Bir sefer sırasında orduya bir koyun hibe ediliyor. Koyun kesilip yenilecek. Herkes bir işle meşgul iken Hazreti peygamberimiz odun toplamaya başlıyor. Sahabe efendilerimiz diyor ki ya resulallah, siz istirahat buyurunuz biz toparlarız. Hayır diyor Allah resulu, Cenabı hak Benim elimden gelen bir hizmeti yapmamı sever boş durmamı sevmez,buyurur. Benim gücüm odun toplamaya yetiyor der ve odun toplamasına devam eder.
Efendimiz Hanımlarıyla hiçbir zaman ayrı bir yatakta yatmamıştır. Kendisine uyku anında bazen melekler geliyor, bazen ayeti kerimeler geliyor olmasına rağmen hiçbir annemizle ayrı yatmamıştır. Gelen meleklerle ayetler inince o an mekanın bereketiyle hanımlarını onurlandırmak açısından hiçbir kez ayrı yatmamıştır. Ya da bir ihtiyacı olduğunda zaten hanımından müsaade istemişlerdir. Hazreti Ayşe annemiz küçük yaşta evlendiği için zaman zaman o çocukluk arkadaşları gelir, Annemizle oynamak isterlerdi. Peygamberimiz evde bulunduğu zaman der ki ya Ayşe sen arkadaşlarınla oyna ben dışarı gidiyorum derdi. Böylelikle Ayşe annemizin kendi arkadaşlarıyla olan muhabbetini yapması için onun seviyesine iner ona müsaade ederdi. Onun mutlu olmasından kendi mutlu olurdu. Hazreti Abbas Hazreti peygamberimizden yaşça 3 yaş büyüktü ama birlikte büyümüşlerdi. Bir gün sahabe efendilerimizden bir tanesi Ya Abbas Sen mi büyüksün? Peygamberimiz mi, diye sorar. Hazreti Abbas Ben yaşlıyım, Peygamberimiz büyük, der. Yani 3 yaş büyüğüm demiyor. Ben yaşlıyım o büyük diyor.

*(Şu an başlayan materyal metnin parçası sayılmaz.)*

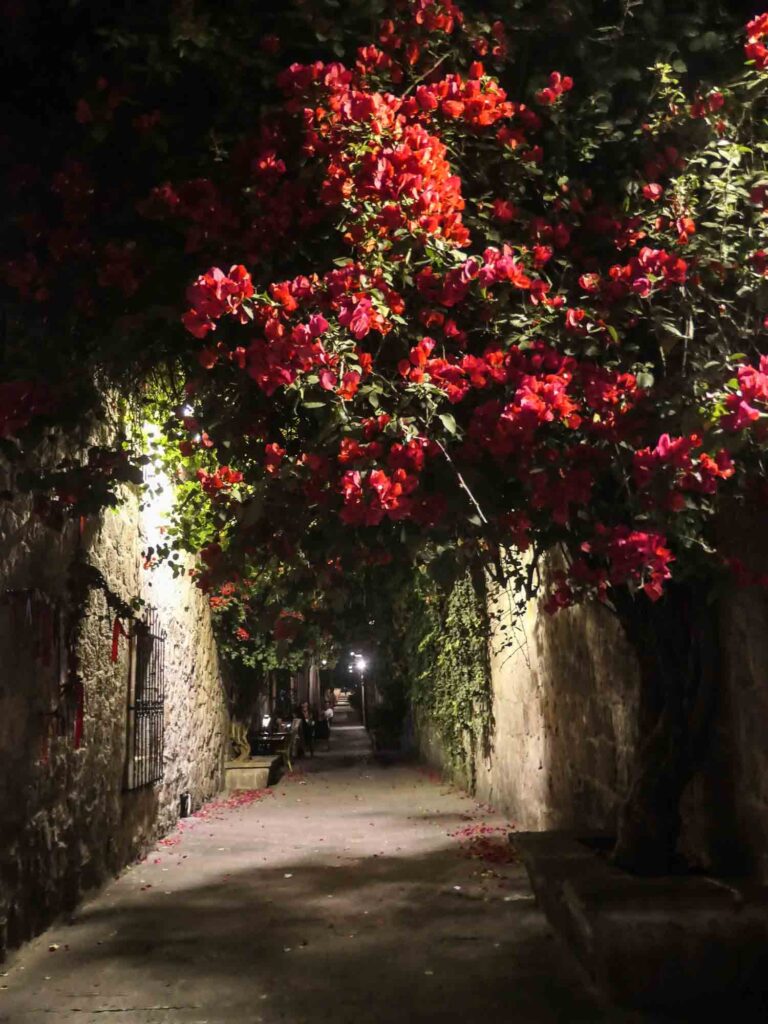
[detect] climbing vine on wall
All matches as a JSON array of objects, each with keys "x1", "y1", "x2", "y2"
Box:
[{"x1": 391, "y1": 566, "x2": 494, "y2": 790}]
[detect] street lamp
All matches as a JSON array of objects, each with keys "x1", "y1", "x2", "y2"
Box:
[{"x1": 349, "y1": 651, "x2": 368, "y2": 729}]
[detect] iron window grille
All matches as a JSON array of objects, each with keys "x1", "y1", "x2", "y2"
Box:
[{"x1": 125, "y1": 607, "x2": 166, "y2": 789}]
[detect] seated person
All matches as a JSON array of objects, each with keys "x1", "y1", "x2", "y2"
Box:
[{"x1": 299, "y1": 702, "x2": 315, "y2": 757}]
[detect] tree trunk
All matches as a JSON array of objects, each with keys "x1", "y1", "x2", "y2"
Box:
[{"x1": 611, "y1": 582, "x2": 720, "y2": 875}]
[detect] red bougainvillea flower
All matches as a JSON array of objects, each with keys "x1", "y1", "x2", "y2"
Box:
[
  {"x1": 196, "y1": 465, "x2": 244, "y2": 497},
  {"x1": 182, "y1": 265, "x2": 254, "y2": 338},
  {"x1": 721, "y1": 355, "x2": 768, "y2": 430},
  {"x1": 746, "y1": 13, "x2": 768, "y2": 68},
  {"x1": 534, "y1": 71, "x2": 574, "y2": 106},
  {"x1": 642, "y1": 183, "x2": 664, "y2": 201},
  {"x1": 264, "y1": 443, "x2": 287, "y2": 474},
  {"x1": 584, "y1": 525, "x2": 674, "y2": 602}
]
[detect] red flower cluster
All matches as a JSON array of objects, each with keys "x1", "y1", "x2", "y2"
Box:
[
  {"x1": 320, "y1": 111, "x2": 469, "y2": 248},
  {"x1": 415, "y1": 244, "x2": 545, "y2": 312},
  {"x1": 139, "y1": 177, "x2": 239, "y2": 255},
  {"x1": 264, "y1": 443, "x2": 286, "y2": 474},
  {"x1": 274, "y1": 610, "x2": 304, "y2": 641},
  {"x1": 356, "y1": 44, "x2": 402, "y2": 84},
  {"x1": 340, "y1": 467, "x2": 420, "y2": 525},
  {"x1": 580, "y1": 246, "x2": 688, "y2": 304},
  {"x1": 196, "y1": 465, "x2": 244, "y2": 498},
  {"x1": 399, "y1": 336, "x2": 507, "y2": 404},
  {"x1": 535, "y1": 71, "x2": 574, "y2": 107},
  {"x1": 642, "y1": 183, "x2": 664, "y2": 202},
  {"x1": 337, "y1": 437, "x2": 446, "y2": 526},
  {"x1": 633, "y1": 434, "x2": 734, "y2": 509},
  {"x1": 182, "y1": 265, "x2": 254, "y2": 340},
  {"x1": 579, "y1": 366, "x2": 641, "y2": 434},
  {"x1": 403, "y1": 71, "x2": 514, "y2": 128},
  {"x1": 546, "y1": 524, "x2": 675, "y2": 610},
  {"x1": 379, "y1": 0, "x2": 463, "y2": 67},
  {"x1": 247, "y1": 304, "x2": 331, "y2": 396},
  {"x1": 589, "y1": 525, "x2": 674, "y2": 602},
  {"x1": 721, "y1": 355, "x2": 768, "y2": 430},
  {"x1": 689, "y1": 90, "x2": 725, "y2": 119},
  {"x1": 467, "y1": 383, "x2": 578, "y2": 460},
  {"x1": 184, "y1": 258, "x2": 407, "y2": 402},
  {"x1": 746, "y1": 13, "x2": 768, "y2": 68}
]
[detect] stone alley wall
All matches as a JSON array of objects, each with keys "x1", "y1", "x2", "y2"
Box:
[
  {"x1": 476, "y1": 578, "x2": 641, "y2": 834},
  {"x1": 0, "y1": 465, "x2": 228, "y2": 958},
  {"x1": 415, "y1": 575, "x2": 640, "y2": 834},
  {"x1": 415, "y1": 542, "x2": 768, "y2": 881}
]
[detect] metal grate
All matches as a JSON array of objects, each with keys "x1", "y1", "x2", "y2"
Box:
[{"x1": 125, "y1": 607, "x2": 166, "y2": 789}]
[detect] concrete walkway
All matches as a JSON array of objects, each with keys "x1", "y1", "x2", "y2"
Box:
[{"x1": 0, "y1": 709, "x2": 651, "y2": 1023}]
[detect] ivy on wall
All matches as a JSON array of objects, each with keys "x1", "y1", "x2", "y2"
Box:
[{"x1": 380, "y1": 565, "x2": 494, "y2": 790}]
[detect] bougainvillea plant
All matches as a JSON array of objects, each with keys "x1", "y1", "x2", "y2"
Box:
[
  {"x1": 1, "y1": 0, "x2": 384, "y2": 522},
  {"x1": 3, "y1": 0, "x2": 768, "y2": 872},
  {"x1": 168, "y1": 3, "x2": 768, "y2": 871}
]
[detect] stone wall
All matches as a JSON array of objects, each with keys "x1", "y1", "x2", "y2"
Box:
[
  {"x1": 416, "y1": 547, "x2": 768, "y2": 880},
  {"x1": 0, "y1": 468, "x2": 228, "y2": 957},
  {"x1": 473, "y1": 582, "x2": 640, "y2": 833},
  {"x1": 680, "y1": 510, "x2": 768, "y2": 879},
  {"x1": 416, "y1": 577, "x2": 640, "y2": 833}
]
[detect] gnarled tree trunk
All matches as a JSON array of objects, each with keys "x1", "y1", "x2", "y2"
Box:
[{"x1": 611, "y1": 582, "x2": 720, "y2": 875}]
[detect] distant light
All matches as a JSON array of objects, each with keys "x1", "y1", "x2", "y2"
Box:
[
  {"x1": 356, "y1": 658, "x2": 367, "y2": 671},
  {"x1": 182, "y1": 404, "x2": 194, "y2": 417},
  {"x1": 321, "y1": 659, "x2": 327, "y2": 666}
]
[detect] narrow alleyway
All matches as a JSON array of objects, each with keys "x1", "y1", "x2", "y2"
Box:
[{"x1": 1, "y1": 710, "x2": 649, "y2": 1024}]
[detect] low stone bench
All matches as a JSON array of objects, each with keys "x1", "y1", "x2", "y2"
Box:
[{"x1": 224, "y1": 756, "x2": 280, "y2": 792}]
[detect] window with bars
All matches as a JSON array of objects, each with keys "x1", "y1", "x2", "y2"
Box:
[{"x1": 125, "y1": 607, "x2": 166, "y2": 790}]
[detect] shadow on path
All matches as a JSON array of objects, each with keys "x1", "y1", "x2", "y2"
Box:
[{"x1": 0, "y1": 706, "x2": 658, "y2": 1024}]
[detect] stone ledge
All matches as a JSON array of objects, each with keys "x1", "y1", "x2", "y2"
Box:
[
  {"x1": 515, "y1": 830, "x2": 768, "y2": 1014},
  {"x1": 224, "y1": 757, "x2": 280, "y2": 791}
]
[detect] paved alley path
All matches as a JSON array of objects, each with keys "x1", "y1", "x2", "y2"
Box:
[{"x1": 1, "y1": 709, "x2": 649, "y2": 1023}]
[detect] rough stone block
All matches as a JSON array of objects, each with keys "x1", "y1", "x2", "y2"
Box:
[
  {"x1": 224, "y1": 757, "x2": 279, "y2": 791},
  {"x1": 516, "y1": 830, "x2": 768, "y2": 1014}
]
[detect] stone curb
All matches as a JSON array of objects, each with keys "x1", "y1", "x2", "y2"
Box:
[{"x1": 515, "y1": 830, "x2": 768, "y2": 1014}]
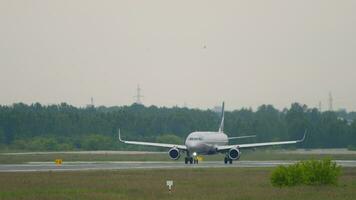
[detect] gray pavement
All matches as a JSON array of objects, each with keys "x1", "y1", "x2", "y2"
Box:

Hazreti Mevlana bir gün güpegündüz elinde bir fenerle Konya içerisinde gezer. İnsanların yanından geçerken bazı insanların yüzüne tutuyor bazı insanlardan da yüzünü gizliyor. Tabii halk diyorlar ki acaba Mevlana Hazretlerinin aklını mı kaçırdı derler. Yakın arkadaşları sorar, Efendim güpegündüz fenerle gezmenin Hikmeti nedir? Nice insanlar gördüm üzerinde elbisesi yok idi. Nice elbiseler gördüm içinde insan yok idi. Bazen fenerle bakıyordum insan mıdır diye insanlık suretini arıyor bulamıyordum. Bazıları da Allah'ın aslanıydı onlardan da utanıyordum. Kendimin nefsine müptela olmuş zaaflarımı görmesin diye onlardan kendimi gizliyordum diyor.
Rabbimiz böyle büyüklerimizin suretiyle O yüce peygamberimizin bereketini ailemizle, nefesimizle ve sevdiklerimizle paylaşarak bu bilgilerin yayılıp artmasını bizlere lütfeylesin. El Fatiha.